Understanding Debt Consolidation

Believe it or not, Americans have a Constitutional right to go bankrupt.Bankruptcy is a legal proceeding. You can't declare bankruptcy in the U.S. without getting a lawyer and judge involved. The proceeding becomes part of public record. Bankruptcy is extremely intrusive in that outsiders will now determine how your money will be divided up to pay off debt and what you must sell.Bankruptcy offers an advantage many debtors really love. A court has the power to issue "bankruptcy protection." You may be allowed to write off certain debts. That means some debts just go away; you are no longer https://kredyt123.pl/kredyt-konsolidacyjny obligated to pay them. Furthermore, once you have "bankruptcy protection," bill collectors can no longer pursue you for those debts.The problem with bankruptcy is that it all but ruins your credit. It stays on your credit report for seven years, and it has a way of cropping up even after that. It makes it very tough to get new loans or buy a house. The loans you will be able to get will be at very high rates of interest because you've suddenly become a high-risk borrower.

Bankruptcy will turn your life upside down. If you have secured loans (like car notes or loans to buy electronic equipment), those things can be repossessed. The court may seize or order you to sell certain assets and take the money to pay off other debts.

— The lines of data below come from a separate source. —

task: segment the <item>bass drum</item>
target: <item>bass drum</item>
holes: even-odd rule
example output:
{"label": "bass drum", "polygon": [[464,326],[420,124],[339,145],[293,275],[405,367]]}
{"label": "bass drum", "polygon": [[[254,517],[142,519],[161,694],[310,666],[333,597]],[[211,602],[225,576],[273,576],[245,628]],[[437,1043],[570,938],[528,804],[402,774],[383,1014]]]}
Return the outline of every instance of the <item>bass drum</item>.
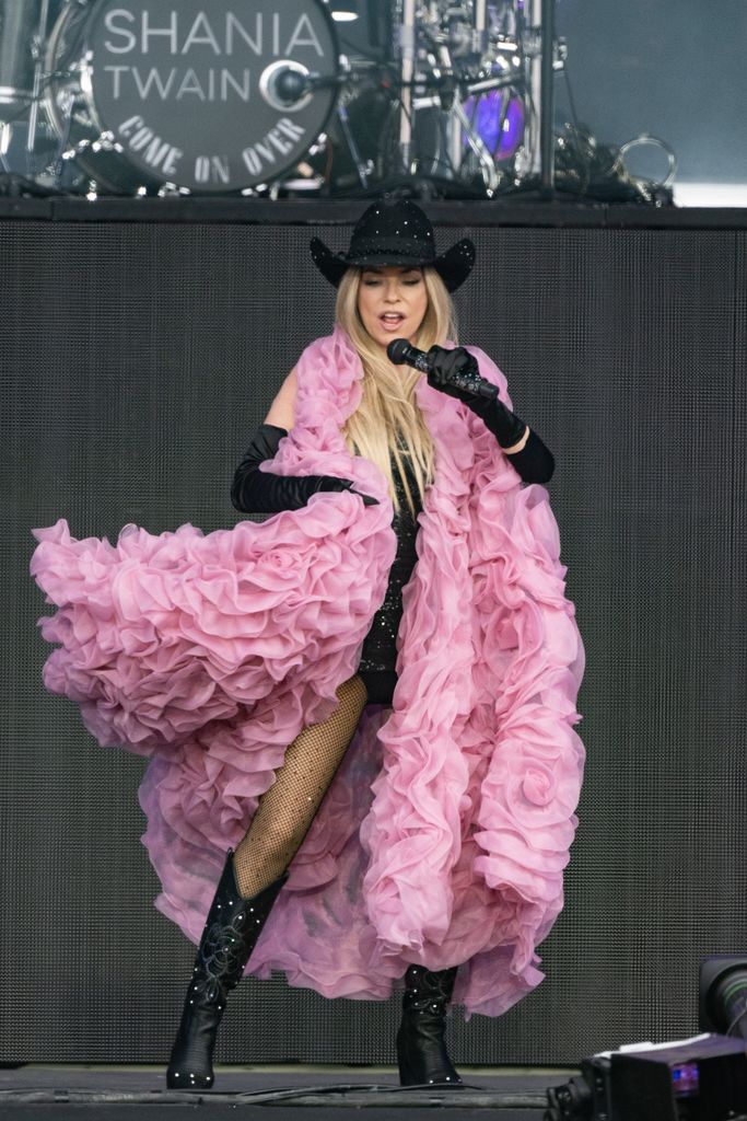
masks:
{"label": "bass drum", "polygon": [[206,194],[296,167],[335,105],[339,56],[321,0],[69,0],[46,68],[60,186]]}

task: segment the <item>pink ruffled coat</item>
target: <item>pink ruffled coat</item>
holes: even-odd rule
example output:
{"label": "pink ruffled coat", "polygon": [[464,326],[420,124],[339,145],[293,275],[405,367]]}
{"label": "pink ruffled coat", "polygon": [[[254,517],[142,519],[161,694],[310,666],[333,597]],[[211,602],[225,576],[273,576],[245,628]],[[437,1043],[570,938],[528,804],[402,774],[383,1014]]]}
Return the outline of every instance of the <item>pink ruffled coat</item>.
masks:
{"label": "pink ruffled coat", "polygon": [[[473,350],[506,397],[503,374]],[[37,530],[31,572],[57,605],[45,684],[105,747],[149,756],[143,842],[157,906],[195,942],[226,849],[286,745],[356,669],[395,552],[379,470],[342,435],[361,398],[347,337],[298,364],[297,420],[265,469],[335,474],[379,499],[319,493],[262,525],[115,546]],[[561,910],[583,749],[582,647],[547,492],[426,380],[436,446],[403,594],[393,708],[366,708],[252,956],[326,997],[383,999],[411,962],[463,966],[455,999],[495,1016],[536,985]]]}

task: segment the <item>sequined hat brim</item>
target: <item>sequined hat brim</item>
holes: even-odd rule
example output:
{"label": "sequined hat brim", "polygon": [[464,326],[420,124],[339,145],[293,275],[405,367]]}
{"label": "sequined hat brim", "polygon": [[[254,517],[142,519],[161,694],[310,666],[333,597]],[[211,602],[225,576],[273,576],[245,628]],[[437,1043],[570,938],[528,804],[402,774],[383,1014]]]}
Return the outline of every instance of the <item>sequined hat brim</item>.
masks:
{"label": "sequined hat brim", "polygon": [[436,269],[448,291],[456,291],[471,272],[475,263],[475,245],[469,238],[463,238],[440,257],[429,259],[424,253],[407,253],[401,249],[382,248],[368,253],[333,253],[319,238],[311,239],[311,258],[321,275],[335,286],[349,268],[385,268],[387,265],[411,265],[415,268]]}

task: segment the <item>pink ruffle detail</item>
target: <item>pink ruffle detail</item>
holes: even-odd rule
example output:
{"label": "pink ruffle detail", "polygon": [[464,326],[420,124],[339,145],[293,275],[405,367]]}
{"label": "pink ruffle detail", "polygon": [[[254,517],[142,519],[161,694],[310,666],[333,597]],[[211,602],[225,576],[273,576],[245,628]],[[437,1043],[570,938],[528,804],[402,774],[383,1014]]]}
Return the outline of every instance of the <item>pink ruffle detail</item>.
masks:
{"label": "pink ruffle detail", "polygon": [[[480,372],[505,379],[479,351]],[[339,474],[263,525],[203,537],[128,527],[115,546],[38,530],[58,611],[45,680],[103,744],[151,754],[141,787],[157,906],[199,938],[225,850],[286,745],[357,665],[394,555],[377,469],[342,435],[362,370],[346,337],[298,364],[297,423],[265,470]],[[562,906],[583,750],[582,648],[545,491],[482,421],[419,387],[437,453],[404,590],[393,710],[366,710],[250,963],[327,997],[384,998],[409,962],[459,964],[456,999],[498,1015],[542,979]]]}

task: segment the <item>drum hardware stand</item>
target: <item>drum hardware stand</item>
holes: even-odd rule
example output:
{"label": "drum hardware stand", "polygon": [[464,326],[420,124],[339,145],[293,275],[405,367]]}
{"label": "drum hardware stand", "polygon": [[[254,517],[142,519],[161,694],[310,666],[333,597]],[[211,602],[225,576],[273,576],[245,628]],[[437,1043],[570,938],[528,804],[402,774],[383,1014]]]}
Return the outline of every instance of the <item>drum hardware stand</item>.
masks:
{"label": "drum hardware stand", "polygon": [[415,0],[403,0],[400,26],[400,148],[399,170],[411,170],[412,152],[412,83],[415,73]]}
{"label": "drum hardware stand", "polygon": [[541,0],[542,63],[540,98],[540,192],[552,198],[555,191],[555,0]]}
{"label": "drum hardware stand", "polygon": [[339,127],[343,131],[343,136],[347,142],[348,150],[353,157],[353,163],[355,164],[355,170],[358,176],[358,180],[364,191],[368,189],[368,176],[373,172],[373,164],[371,160],[364,160],[361,156],[357,143],[355,142],[355,137],[353,136],[353,130],[351,129],[351,123],[347,115],[347,106],[345,102],[340,100],[337,105],[337,120],[339,121]]}
{"label": "drum hardware stand", "polygon": [[47,21],[49,19],[49,0],[41,0],[39,9],[39,22],[36,35],[31,44],[34,56],[34,85],[31,89],[31,108],[28,118],[28,133],[26,136],[26,158],[30,163],[36,150],[36,130],[39,118],[39,99],[44,83],[44,43],[47,35]]}

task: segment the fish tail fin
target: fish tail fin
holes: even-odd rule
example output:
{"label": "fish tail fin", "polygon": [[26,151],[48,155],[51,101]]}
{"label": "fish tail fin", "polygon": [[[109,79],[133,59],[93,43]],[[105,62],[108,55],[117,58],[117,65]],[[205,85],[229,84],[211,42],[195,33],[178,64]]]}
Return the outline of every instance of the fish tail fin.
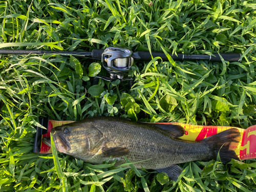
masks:
{"label": "fish tail fin", "polygon": [[234,150],[240,141],[240,132],[236,128],[231,128],[218,134],[207,137],[202,141],[207,142],[212,146],[211,152],[213,157],[211,159],[216,159],[219,154],[221,161],[224,164],[231,161],[231,159],[240,160]]}

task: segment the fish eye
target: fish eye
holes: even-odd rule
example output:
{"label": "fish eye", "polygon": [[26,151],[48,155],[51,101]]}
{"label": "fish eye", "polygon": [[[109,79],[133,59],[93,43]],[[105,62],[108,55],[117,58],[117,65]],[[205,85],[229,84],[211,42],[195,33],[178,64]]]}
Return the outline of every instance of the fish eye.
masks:
{"label": "fish eye", "polygon": [[69,130],[68,128],[65,128],[65,129],[63,131],[63,132],[65,133],[69,133]]}

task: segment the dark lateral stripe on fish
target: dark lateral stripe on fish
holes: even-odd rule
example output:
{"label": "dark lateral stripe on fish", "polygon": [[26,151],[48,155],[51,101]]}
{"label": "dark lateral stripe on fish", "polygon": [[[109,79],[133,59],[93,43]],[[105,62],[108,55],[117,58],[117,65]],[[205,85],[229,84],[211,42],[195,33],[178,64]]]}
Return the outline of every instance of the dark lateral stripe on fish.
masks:
{"label": "dark lateral stripe on fish", "polygon": [[127,155],[129,150],[124,147],[111,147],[102,149],[105,157],[118,157]]}

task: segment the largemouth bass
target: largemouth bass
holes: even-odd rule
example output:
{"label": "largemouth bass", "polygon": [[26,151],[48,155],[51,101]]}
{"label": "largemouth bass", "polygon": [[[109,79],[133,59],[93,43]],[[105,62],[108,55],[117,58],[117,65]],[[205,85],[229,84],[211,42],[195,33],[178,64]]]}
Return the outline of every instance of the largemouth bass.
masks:
{"label": "largemouth bass", "polygon": [[[179,125],[134,122],[110,117],[96,117],[53,129],[55,146],[61,153],[87,162],[101,164],[110,157],[116,165],[126,163],[123,156],[143,167],[167,174],[177,180],[182,169],[176,164],[216,159],[224,163],[239,160],[234,152],[240,141],[239,131],[232,128],[200,141],[179,139],[184,133]],[[43,142],[51,146],[49,138]]]}

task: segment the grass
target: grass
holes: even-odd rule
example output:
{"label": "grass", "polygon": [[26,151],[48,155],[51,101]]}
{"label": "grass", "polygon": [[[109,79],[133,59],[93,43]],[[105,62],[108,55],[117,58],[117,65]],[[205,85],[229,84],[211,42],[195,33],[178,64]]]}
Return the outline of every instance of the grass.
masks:
{"label": "grass", "polygon": [[255,1],[239,0],[0,1],[1,48],[91,51],[114,46],[243,57],[241,63],[136,62],[130,90],[118,81],[92,86],[98,73],[92,59],[1,56],[0,190],[256,191],[255,159],[183,163],[175,182],[132,164],[129,170],[56,152],[32,153],[39,116],[255,124]]}

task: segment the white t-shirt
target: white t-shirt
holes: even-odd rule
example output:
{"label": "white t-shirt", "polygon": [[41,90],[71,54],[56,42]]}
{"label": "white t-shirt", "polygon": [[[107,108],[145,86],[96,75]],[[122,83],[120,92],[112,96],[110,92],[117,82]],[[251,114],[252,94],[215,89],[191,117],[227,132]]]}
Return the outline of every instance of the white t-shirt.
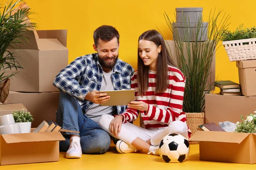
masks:
{"label": "white t-shirt", "polygon": [[[107,73],[103,71],[103,76],[100,91],[114,90],[114,86],[111,76],[113,73],[113,69],[109,73]],[[108,114],[113,115],[116,114],[116,107],[115,106],[100,106],[98,104],[93,103],[87,110],[85,114],[87,116],[98,123],[102,115]]]}

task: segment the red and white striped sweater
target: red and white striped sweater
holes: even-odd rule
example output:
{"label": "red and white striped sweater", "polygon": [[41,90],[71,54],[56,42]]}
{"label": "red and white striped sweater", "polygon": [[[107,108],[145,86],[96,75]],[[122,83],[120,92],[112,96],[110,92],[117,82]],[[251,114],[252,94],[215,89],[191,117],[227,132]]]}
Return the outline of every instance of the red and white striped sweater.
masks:
{"label": "red and white striped sweater", "polygon": [[[143,96],[137,96],[137,71],[131,78],[131,88],[135,90],[135,100],[148,104],[148,111],[140,112],[146,129],[164,128],[175,120],[186,122],[186,114],[182,111],[185,79],[182,73],[177,68],[169,66],[169,84],[162,93],[154,94],[156,87],[156,71],[148,73],[148,88]],[[140,110],[128,108],[121,114],[123,123],[133,122],[138,117]],[[190,132],[188,127],[189,132]]]}

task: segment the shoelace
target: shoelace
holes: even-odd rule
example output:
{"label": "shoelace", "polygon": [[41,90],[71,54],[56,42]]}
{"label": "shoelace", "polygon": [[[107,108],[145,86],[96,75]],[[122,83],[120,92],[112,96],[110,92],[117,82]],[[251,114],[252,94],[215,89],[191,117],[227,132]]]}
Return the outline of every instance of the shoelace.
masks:
{"label": "shoelace", "polygon": [[78,149],[80,150],[80,148],[79,148],[79,146],[77,142],[71,142],[70,144],[70,148]]}
{"label": "shoelace", "polygon": [[149,150],[148,152],[148,154],[150,153],[153,153],[153,155],[159,155],[159,149],[154,149],[154,150]]}
{"label": "shoelace", "polygon": [[136,148],[135,147],[133,146],[132,145],[129,145],[128,144],[126,144],[126,147],[125,149],[125,151],[131,151],[134,150],[135,152],[136,151]]}

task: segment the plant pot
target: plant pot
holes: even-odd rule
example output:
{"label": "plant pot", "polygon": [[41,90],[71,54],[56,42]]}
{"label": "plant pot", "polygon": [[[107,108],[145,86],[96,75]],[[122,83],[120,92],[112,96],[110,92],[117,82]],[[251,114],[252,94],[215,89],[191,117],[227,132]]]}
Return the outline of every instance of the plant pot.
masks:
{"label": "plant pot", "polygon": [[21,133],[30,133],[31,130],[31,122],[16,123],[20,125]]}
{"label": "plant pot", "polygon": [[198,23],[202,21],[203,8],[176,8],[177,23]]}
{"label": "plant pot", "polygon": [[[204,113],[186,113],[187,124],[191,130],[192,136],[198,130],[198,126],[205,123]],[[198,144],[198,142],[189,142],[190,144]]]}
{"label": "plant pot", "polygon": [[[198,24],[200,24],[198,25]],[[195,41],[202,42],[208,40],[208,26],[207,22],[201,22],[199,23],[173,23],[174,31],[177,31],[174,33],[174,39],[175,35],[179,37],[176,39],[180,41],[189,41],[194,42]],[[199,28],[199,30],[198,30]],[[197,33],[198,31],[198,33]],[[196,40],[196,35],[198,35]],[[189,36],[189,37],[188,37]],[[187,37],[186,39],[185,37]]]}

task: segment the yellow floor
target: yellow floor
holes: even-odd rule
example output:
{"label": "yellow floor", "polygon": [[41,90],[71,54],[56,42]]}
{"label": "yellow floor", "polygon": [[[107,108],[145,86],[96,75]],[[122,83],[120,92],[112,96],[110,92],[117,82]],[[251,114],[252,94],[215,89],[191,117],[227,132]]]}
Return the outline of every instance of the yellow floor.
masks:
{"label": "yellow floor", "polygon": [[246,164],[199,160],[199,145],[190,145],[190,153],[183,163],[167,163],[160,156],[144,152],[120,154],[111,144],[103,155],[83,155],[79,159],[67,159],[61,152],[58,162],[0,166],[0,170],[246,170],[256,169],[256,164]]}

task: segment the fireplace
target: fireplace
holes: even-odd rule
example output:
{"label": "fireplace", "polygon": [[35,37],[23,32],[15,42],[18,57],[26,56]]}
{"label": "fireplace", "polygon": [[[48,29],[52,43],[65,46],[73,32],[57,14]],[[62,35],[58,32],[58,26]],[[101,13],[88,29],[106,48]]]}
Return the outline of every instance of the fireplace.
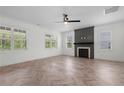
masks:
{"label": "fireplace", "polygon": [[94,27],[75,30],[75,57],[94,58]]}
{"label": "fireplace", "polygon": [[77,56],[90,58],[90,47],[77,47]]}

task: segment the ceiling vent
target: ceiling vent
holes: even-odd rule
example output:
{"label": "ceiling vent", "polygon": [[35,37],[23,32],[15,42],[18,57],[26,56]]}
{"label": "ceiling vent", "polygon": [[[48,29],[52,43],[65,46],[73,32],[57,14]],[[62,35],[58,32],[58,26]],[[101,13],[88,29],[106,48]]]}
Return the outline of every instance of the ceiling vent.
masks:
{"label": "ceiling vent", "polygon": [[117,12],[118,10],[119,10],[119,6],[113,6],[111,8],[105,9],[104,13],[105,14],[110,14],[110,13]]}

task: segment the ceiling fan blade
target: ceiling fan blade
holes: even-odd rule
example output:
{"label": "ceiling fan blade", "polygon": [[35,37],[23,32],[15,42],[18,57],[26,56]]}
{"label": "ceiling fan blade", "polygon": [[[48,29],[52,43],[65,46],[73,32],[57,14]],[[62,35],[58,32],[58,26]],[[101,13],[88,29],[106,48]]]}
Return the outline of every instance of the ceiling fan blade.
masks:
{"label": "ceiling fan blade", "polygon": [[67,22],[81,22],[80,20],[69,20]]}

Another requirement is attending money management classes, kind of like being forced to go to debtors' rehab.While bankruptcy does have its place, it is definitely the "last resort."Debt settlement and debt negotiation mean roughly the same thing: you or somebody representing you sits down and talks to your creditors to work out a solution.The principle is that you work out (negotiate) a way to end (settle) your debt. You may be able to get the interest rate reduced or the terms of payment changed (such as getting a couple of months off or extending the terms of the loan). Sometimes you negotiate to try to get the balance reduced. As an example, assume you owe $10,000. You would negotiate with your creditor to try to get him to accept less, say $5,000, and mark the debt paid in full.Why would anyone do that? The main reason a creditor will negotiate a debt is that they suspect you are flirting with bankruptcy and they are fearful that if you go bankrupt, they won't get anything. From their viewpoint, $5,000 may be better than nothing.Debt settlement and negotiation plans will almost assuredly make it all but impossible to get future loans at reasonable interest (if at all).A debt management plan (DMP) is a formal plan where you hand your problem off to a company which then negotiates your debt. You make one monthly payment to the DMP and they handle your problem.While there are legitimate DMP programs out there, these are very treacherous waters. Do your homework and check with the Better Business Bureau as well as a certified credit counselor (nfcc.org) and maybe your bank or credit union. There are programs out there that are outright frauds and a few that are not dishonest but not exactly advantageous to the customer.The last approach is something called debt consolidation.